Architecture for Humanity provides environmentally and socially responsible pro-bono design services to local and international communities in need. Working in conjunction with other humanitarian-based organizations and community networking, it aims to continually promote a better way of life for the world’s underprivileged through architecture. Clients include community groups, aid organizations, housing developers, government agencies, corporate divisions and foundations.
The Architecture for Humanity/Denver chapter currently has 97 members from local firms, including H+L Architecture, RNL, EDAW, Fentress Architects, klipp, Semple Brown Design and Humphries Poli Architects, among dozens of others.
Projects undertaken by Architecture for Humanity-Denver in its first year include the Hawaii Christian Secondary School in Kampala, Uganda, the Bethesda Hospital Surgery Center in Borneo, Indonesia, and the El Monte Ministry Base near Cuernavaca, Mexico.
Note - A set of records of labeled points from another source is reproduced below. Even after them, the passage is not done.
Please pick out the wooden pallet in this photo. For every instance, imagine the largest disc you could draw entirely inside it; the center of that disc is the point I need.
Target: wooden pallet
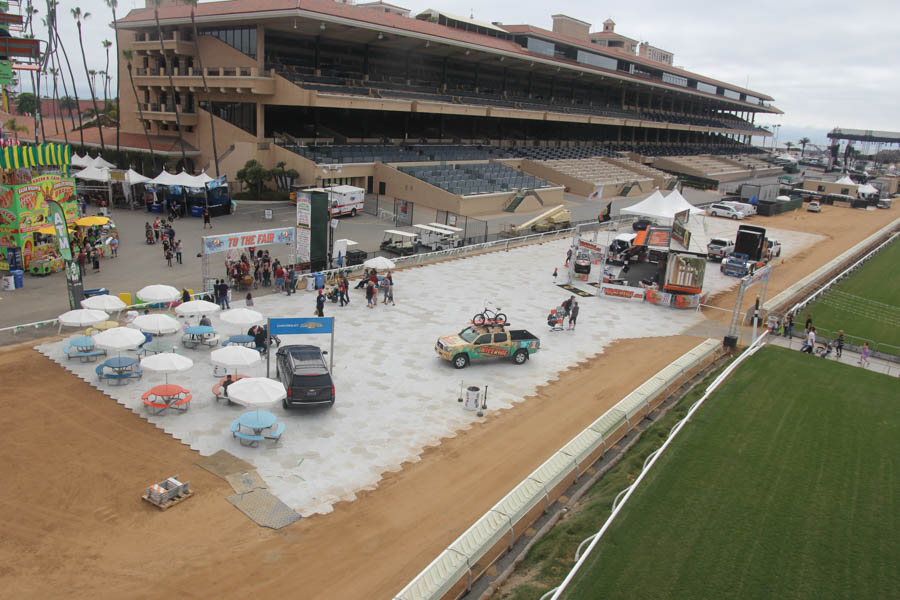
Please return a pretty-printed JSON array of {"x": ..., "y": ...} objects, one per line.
[{"x": 169, "y": 503}]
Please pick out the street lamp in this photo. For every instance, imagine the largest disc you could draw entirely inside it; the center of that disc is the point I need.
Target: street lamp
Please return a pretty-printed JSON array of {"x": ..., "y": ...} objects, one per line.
[{"x": 326, "y": 169}]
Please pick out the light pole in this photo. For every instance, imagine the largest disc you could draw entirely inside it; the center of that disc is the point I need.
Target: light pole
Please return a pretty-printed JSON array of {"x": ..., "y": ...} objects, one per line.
[{"x": 326, "y": 169}]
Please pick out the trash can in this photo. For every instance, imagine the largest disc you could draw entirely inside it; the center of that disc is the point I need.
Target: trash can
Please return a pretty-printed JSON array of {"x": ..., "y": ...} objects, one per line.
[{"x": 473, "y": 398}]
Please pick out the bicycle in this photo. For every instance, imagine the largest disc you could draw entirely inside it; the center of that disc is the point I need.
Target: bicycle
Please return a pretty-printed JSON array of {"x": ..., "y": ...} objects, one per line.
[{"x": 489, "y": 317}]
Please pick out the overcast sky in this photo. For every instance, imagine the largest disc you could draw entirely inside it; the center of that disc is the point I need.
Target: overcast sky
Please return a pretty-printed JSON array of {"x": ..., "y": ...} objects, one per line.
[{"x": 826, "y": 63}]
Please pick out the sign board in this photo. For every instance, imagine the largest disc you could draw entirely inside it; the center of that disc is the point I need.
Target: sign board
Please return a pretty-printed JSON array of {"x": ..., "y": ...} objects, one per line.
[
  {"x": 236, "y": 241},
  {"x": 301, "y": 325}
]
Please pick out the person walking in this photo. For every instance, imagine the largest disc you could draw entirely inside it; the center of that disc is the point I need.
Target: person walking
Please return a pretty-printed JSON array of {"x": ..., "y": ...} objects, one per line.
[
  {"x": 320, "y": 304},
  {"x": 573, "y": 314}
]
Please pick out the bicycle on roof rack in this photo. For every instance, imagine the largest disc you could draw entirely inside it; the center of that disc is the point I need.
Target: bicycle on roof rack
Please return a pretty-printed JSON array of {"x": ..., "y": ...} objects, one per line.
[{"x": 489, "y": 317}]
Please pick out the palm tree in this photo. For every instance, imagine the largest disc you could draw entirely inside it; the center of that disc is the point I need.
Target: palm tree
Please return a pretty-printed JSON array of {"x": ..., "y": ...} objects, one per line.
[
  {"x": 165, "y": 64},
  {"x": 79, "y": 17},
  {"x": 128, "y": 55},
  {"x": 113, "y": 5},
  {"x": 212, "y": 124}
]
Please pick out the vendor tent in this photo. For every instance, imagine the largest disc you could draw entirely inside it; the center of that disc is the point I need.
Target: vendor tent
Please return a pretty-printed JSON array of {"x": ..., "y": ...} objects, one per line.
[
  {"x": 132, "y": 177},
  {"x": 93, "y": 174},
  {"x": 99, "y": 162}
]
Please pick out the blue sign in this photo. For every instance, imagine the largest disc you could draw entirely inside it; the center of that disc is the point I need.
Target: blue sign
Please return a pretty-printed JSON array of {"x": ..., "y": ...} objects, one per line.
[{"x": 301, "y": 325}]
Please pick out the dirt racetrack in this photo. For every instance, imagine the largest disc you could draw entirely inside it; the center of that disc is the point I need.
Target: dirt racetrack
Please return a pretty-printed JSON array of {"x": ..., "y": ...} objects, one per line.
[{"x": 75, "y": 463}]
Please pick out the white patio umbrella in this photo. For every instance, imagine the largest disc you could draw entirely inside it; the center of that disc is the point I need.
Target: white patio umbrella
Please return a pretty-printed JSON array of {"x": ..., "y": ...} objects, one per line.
[
  {"x": 256, "y": 392},
  {"x": 242, "y": 317},
  {"x": 196, "y": 307},
  {"x": 235, "y": 357},
  {"x": 167, "y": 362},
  {"x": 158, "y": 293},
  {"x": 119, "y": 338},
  {"x": 157, "y": 324},
  {"x": 380, "y": 262},
  {"x": 103, "y": 302},
  {"x": 82, "y": 317}
]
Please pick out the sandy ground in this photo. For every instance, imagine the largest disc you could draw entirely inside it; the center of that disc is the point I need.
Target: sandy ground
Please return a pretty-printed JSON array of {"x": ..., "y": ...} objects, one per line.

“The best part about working with our clientele is that they are so overwhelmingly thankful for the services we are providing,” said Sarah Karlan, Architecture for Humanity-Denver co-director. “It makes all the hard work worth it; we just wish we could do more.”
Architects, engineers and other design professionals are often needed most where they can least be afforded. For this reason, thoughtful, inclusive design provided by Architecture for Humanity seeks to create lasting change in deprived communities through:
• Helping to alleviate poverty and providing access to water, sanitation, power and essential services;
• Bringing safe shelters to communities prone to disaster and displaced populations;
• Rebuilding communities and creating neutral spaces for dialogue in post-conflict areas;
• Mitigating the effects of rapid urbanization in unplanned settlements;
• Creating spaces to meet the needs of those with disabilities and other at-risk populations;
• Reducing the footprint of the built environment and addressing climate change.
The support and talents of volunteers are essential to the success of Architecture for Humanity’s projects around the world. The organization encourages community groups to get involved in the design process, setting goals and working together to achieve them. Each year, 10,000 people directly benefit from structures designed by Architecture for Humanity.